( Joop) – On 4 March 1971 our train pulled in to Paris’s Gare du Nord station. My then husband Ab van Kammen and I were going to spend a few days in the city. We had left our three daughters with various friends, packed our suitcases and caught the train. It would not just be a pleasure trip, for Ab had been invited to take part in a mission connected with the Vietnam war, which was then at its height. People in many countries, including Holland, were by now aware of the impact of the Americans’ fierce bombing of North Vietnam, and action groups had been set up all over the world to help its suffering people. University students, sometimes backed by their lecturers, often played a major part in the work of such groups, including the Medical Committee Netherlands-Vietnam and the Science and Technology Committee for Vietnam, Laos and Cambodia. As a member of the latter body’s committee of recommendation, Ab had now been invited to join a visit to the Vietnamese mission in Paris. He had previously been one of the members of an international movement that had taken responsibility for the societal implications of their discoveries after the Second World War – concerned about nuclear armaments and the role scientists had played in their development, they had organized themselves as the Verbond van Wetenschappelijke Onderzoekers (Alliance of Scientific Researchers).

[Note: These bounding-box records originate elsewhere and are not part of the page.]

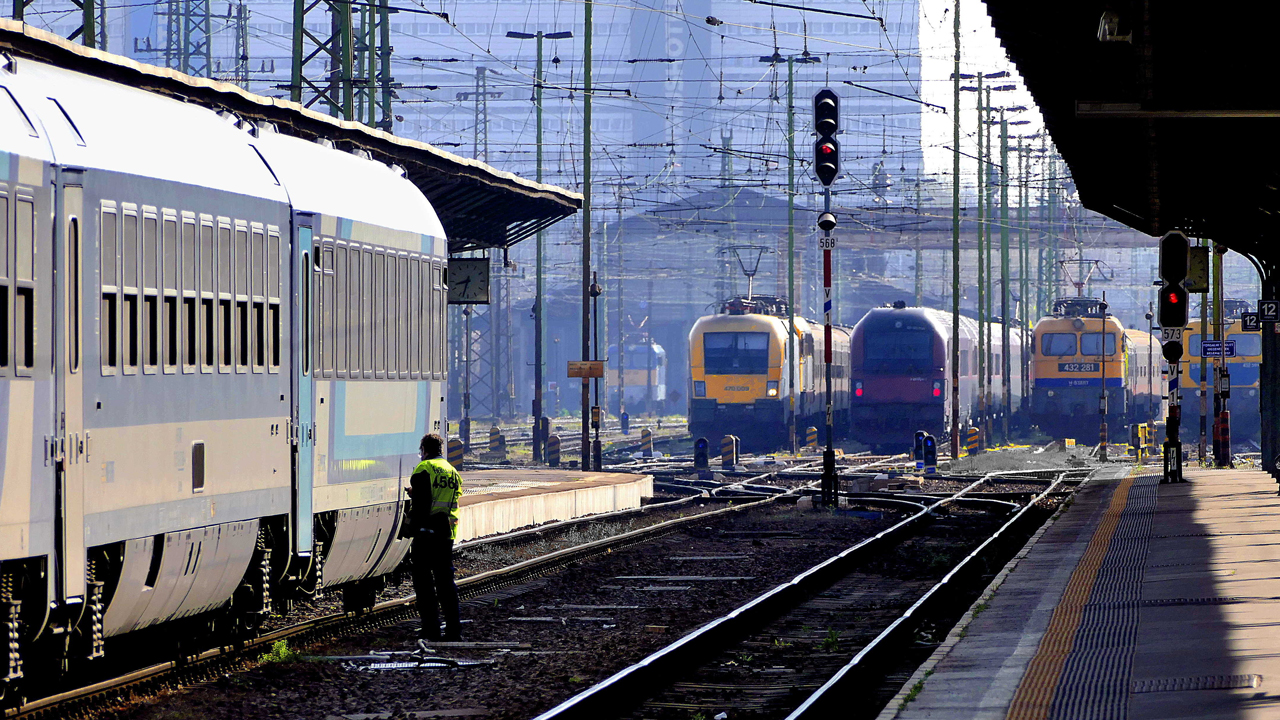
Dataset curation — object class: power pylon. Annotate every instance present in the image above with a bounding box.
[293,0,394,131]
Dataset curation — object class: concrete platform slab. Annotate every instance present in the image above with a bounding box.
[881,470,1280,720]
[457,468,653,542]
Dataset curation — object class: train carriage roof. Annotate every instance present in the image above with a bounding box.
[0,19,582,252]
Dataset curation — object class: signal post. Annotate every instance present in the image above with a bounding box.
[1156,231,1187,483]
[813,87,840,507]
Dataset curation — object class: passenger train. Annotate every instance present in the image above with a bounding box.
[605,341,667,415]
[1030,297,1164,445]
[689,295,850,450]
[1181,300,1262,443]
[849,301,1023,452]
[0,47,447,703]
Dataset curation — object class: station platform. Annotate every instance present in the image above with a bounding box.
[879,465,1280,720]
[457,468,653,542]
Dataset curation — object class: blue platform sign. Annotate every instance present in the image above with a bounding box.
[1201,340,1235,357]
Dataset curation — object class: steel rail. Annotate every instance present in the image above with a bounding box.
[5,486,781,719]
[534,477,986,720]
[786,470,1095,720]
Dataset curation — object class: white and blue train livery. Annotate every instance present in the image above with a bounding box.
[0,36,447,703]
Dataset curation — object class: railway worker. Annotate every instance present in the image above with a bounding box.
[406,433,462,641]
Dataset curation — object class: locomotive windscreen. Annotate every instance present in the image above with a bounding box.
[863,327,933,374]
[703,333,769,375]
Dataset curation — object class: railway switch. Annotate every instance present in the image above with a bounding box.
[721,436,740,470]
[920,434,938,475]
[694,437,710,470]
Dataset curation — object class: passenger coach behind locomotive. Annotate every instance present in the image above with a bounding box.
[0,41,445,703]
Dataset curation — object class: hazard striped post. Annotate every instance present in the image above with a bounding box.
[449,438,467,465]
[547,436,559,468]
[721,436,739,470]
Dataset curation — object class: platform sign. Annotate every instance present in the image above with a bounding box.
[568,360,604,378]
[1201,340,1235,357]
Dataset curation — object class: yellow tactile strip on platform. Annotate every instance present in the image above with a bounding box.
[1006,474,1137,720]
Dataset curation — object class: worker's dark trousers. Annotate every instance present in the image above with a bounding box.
[413,515,461,641]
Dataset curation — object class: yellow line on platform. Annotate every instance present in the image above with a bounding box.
[1005,473,1135,720]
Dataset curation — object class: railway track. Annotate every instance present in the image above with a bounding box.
[12,456,849,719]
[536,461,1088,720]
[17,457,1080,717]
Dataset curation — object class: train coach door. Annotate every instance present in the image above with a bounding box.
[51,168,87,602]
[289,213,315,557]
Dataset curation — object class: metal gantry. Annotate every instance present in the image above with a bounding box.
[290,0,396,132]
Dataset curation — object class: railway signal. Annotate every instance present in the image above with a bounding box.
[813,87,840,187]
[1156,231,1190,363]
[1156,231,1190,483]
[923,434,938,475]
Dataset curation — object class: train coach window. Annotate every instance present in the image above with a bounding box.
[218,299,236,373]
[1226,333,1262,357]
[431,265,448,380]
[67,218,81,373]
[268,302,280,370]
[358,250,374,378]
[253,302,266,373]
[0,195,12,372]
[1080,333,1116,355]
[1041,333,1075,357]
[406,258,426,378]
[317,242,337,378]
[191,442,205,492]
[236,300,250,373]
[369,252,387,375]
[13,197,36,372]
[703,333,769,375]
[333,245,351,378]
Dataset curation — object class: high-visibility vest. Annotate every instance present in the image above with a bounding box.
[410,457,462,539]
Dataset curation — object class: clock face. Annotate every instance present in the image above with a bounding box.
[449,258,489,305]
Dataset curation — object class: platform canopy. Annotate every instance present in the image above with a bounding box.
[0,20,582,252]
[986,0,1280,273]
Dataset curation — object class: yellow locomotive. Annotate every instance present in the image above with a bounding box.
[689,295,850,448]
[1030,297,1162,443]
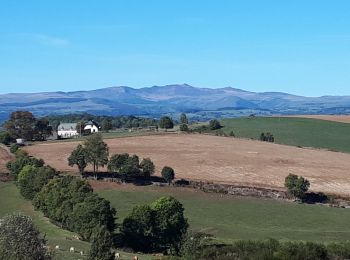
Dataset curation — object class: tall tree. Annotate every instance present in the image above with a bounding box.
[84,133,109,178]
[180,113,188,125]
[5,111,36,140]
[68,144,88,176]
[0,214,51,260]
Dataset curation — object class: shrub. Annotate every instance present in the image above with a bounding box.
[284,174,310,199]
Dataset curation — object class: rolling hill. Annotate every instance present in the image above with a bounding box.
[0,84,350,120]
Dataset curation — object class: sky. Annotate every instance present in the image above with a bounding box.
[0,0,350,96]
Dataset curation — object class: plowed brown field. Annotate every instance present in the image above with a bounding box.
[26,134,350,195]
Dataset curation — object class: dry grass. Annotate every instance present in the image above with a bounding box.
[26,134,350,195]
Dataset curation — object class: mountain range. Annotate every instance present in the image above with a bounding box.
[0,84,350,121]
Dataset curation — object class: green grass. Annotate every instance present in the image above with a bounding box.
[221,117,350,153]
[99,187,350,242]
[0,182,151,260]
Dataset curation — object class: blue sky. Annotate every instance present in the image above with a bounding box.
[0,0,350,96]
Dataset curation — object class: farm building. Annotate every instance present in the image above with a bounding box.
[84,120,101,133]
[57,123,79,138]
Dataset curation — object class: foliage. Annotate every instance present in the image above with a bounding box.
[140,158,155,177]
[0,132,13,145]
[17,165,57,200]
[180,124,189,132]
[68,144,88,175]
[180,113,188,125]
[209,119,222,130]
[284,174,310,199]
[33,176,116,240]
[122,197,188,252]
[88,228,114,260]
[84,133,108,173]
[10,144,19,153]
[162,166,175,184]
[0,214,51,260]
[159,116,174,129]
[259,132,275,143]
[6,154,44,179]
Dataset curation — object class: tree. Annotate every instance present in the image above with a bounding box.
[140,158,155,177]
[121,197,188,252]
[150,197,188,253]
[180,113,188,125]
[88,227,114,260]
[0,214,51,260]
[284,174,310,199]
[84,133,108,178]
[17,165,57,200]
[162,166,175,185]
[5,111,36,140]
[180,124,188,132]
[209,119,222,130]
[68,144,88,176]
[0,132,13,145]
[159,116,174,129]
[34,119,52,141]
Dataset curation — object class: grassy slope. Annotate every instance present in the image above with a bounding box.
[222,117,350,153]
[0,182,151,260]
[99,187,350,242]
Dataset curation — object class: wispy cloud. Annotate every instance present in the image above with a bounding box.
[19,33,70,47]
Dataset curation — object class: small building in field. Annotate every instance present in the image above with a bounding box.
[57,123,79,138]
[84,120,101,133]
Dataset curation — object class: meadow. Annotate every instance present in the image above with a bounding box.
[221,117,350,153]
[95,185,350,243]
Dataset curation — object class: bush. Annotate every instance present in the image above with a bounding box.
[162,166,175,184]
[122,197,188,252]
[10,144,19,153]
[284,174,310,199]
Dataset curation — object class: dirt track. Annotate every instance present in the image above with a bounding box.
[287,115,350,123]
[26,134,350,196]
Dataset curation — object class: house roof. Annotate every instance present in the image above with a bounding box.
[85,120,100,128]
[57,123,77,131]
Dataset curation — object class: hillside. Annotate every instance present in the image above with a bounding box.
[0,84,350,121]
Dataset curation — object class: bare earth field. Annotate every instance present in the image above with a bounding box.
[283,115,350,123]
[22,134,350,196]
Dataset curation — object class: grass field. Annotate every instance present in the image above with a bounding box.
[0,182,151,260]
[98,185,350,242]
[222,117,350,153]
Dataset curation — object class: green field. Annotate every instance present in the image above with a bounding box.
[0,182,151,260]
[221,117,350,153]
[98,187,350,242]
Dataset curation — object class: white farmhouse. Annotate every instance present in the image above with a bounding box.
[84,120,101,133]
[57,123,79,138]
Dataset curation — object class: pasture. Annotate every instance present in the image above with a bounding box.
[25,133,350,196]
[222,117,350,153]
[92,181,350,243]
[0,182,151,260]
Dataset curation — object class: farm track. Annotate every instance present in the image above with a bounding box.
[26,134,350,196]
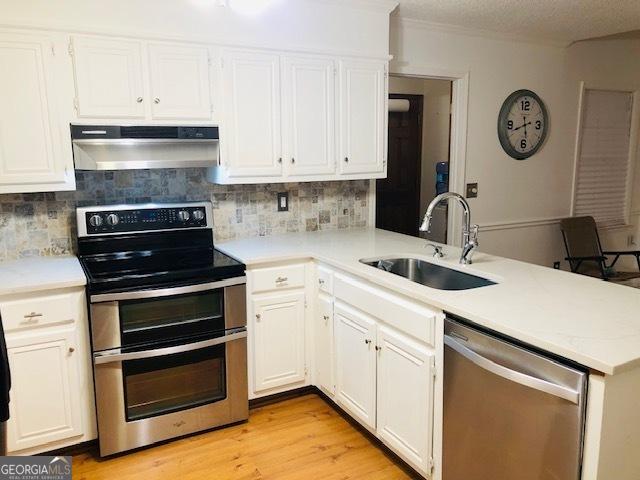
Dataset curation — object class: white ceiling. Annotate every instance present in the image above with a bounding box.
[394,0,640,43]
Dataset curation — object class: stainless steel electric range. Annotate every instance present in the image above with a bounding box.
[76,202,248,456]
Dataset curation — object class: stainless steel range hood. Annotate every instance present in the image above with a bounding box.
[71,125,219,170]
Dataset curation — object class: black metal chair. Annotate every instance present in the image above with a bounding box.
[560,217,640,282]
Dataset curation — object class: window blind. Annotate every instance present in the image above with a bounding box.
[574,90,633,227]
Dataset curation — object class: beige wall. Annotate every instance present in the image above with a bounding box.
[389,76,451,218]
[390,20,640,266]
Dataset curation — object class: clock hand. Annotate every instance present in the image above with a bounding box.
[513,122,531,132]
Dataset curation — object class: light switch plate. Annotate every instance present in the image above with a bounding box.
[278,192,289,212]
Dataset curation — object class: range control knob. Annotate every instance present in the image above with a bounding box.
[107,213,120,227]
[89,215,102,227]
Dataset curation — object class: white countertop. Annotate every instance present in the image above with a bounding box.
[0,256,87,295]
[216,228,640,374]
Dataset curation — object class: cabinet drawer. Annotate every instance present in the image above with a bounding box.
[0,292,82,332]
[318,266,333,294]
[252,265,304,293]
[333,274,441,345]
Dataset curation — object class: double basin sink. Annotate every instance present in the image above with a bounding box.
[360,258,496,290]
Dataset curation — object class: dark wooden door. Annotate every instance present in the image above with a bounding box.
[376,94,423,236]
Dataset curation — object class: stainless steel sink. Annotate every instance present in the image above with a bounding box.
[360,258,496,290]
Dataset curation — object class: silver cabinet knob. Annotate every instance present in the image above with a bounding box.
[107,213,120,227]
[89,215,102,227]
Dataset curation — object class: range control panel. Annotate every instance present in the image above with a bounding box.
[83,205,210,235]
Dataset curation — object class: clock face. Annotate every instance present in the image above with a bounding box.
[498,90,549,160]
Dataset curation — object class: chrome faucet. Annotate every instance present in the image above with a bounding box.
[420,192,480,265]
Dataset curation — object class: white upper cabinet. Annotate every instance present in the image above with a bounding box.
[72,36,149,118]
[282,57,335,176]
[0,32,75,193]
[221,50,282,181]
[340,60,387,174]
[70,36,212,123]
[149,44,212,120]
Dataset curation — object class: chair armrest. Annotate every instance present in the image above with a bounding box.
[565,256,607,262]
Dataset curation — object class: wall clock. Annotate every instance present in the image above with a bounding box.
[498,90,549,160]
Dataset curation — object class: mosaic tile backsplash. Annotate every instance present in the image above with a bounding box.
[0,168,369,260]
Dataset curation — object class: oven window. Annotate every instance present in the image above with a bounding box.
[120,289,224,345]
[122,344,227,421]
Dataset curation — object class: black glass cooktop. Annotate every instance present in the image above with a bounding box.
[78,229,245,294]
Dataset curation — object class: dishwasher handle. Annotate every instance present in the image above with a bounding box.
[444,335,580,405]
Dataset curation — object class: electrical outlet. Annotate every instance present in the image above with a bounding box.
[627,235,636,247]
[278,192,289,212]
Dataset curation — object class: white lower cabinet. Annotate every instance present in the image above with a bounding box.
[0,287,96,455]
[252,291,306,392]
[335,304,376,429]
[314,293,335,396]
[377,326,435,472]
[7,329,82,451]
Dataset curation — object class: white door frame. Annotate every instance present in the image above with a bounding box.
[369,61,469,246]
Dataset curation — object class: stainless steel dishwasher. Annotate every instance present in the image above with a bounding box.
[443,318,587,480]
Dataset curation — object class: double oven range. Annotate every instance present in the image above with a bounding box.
[77,202,248,456]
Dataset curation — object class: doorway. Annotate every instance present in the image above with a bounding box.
[375,75,453,243]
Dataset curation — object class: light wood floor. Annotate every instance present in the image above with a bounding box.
[73,394,412,480]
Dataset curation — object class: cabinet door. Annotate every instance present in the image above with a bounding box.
[221,50,282,177]
[7,329,83,452]
[72,36,148,118]
[0,33,75,193]
[314,293,335,395]
[149,44,211,120]
[334,303,376,429]
[253,292,306,392]
[282,57,335,176]
[377,327,435,474]
[339,60,387,174]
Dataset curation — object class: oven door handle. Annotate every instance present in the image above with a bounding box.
[91,277,247,303]
[93,330,247,365]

The napalm dropped on North Vietnam by American planes was intended to starve the population by destroying their harvests, and above all to defoliate large numbers of trees. This would make it hard for people to find shelter, and would make them easy targets for cluster (or fragmentation) bombs. Such bombs have little effect on military targets such as buildings and vehicles, and are mainly used on human targets, whether fighters or civilians. When they reach the ground they break up into smaller bombs known as clusters, which in turn break up into even smaller bombs that scatter sharp metal fragments. Some do not explode at once, but only when they are touched later on – often by children. The fragments pierce human flesh, causing serious bleeding and migrating on into tissues and organs where they cause dreadful pain and are hard to trace. Someone with such injuries needs constant care from several people, and this even appears to have served as an advertisement for these weapons: a single cluster-bomb strike can put not just one fighter out of action, but a whole group of them in one go.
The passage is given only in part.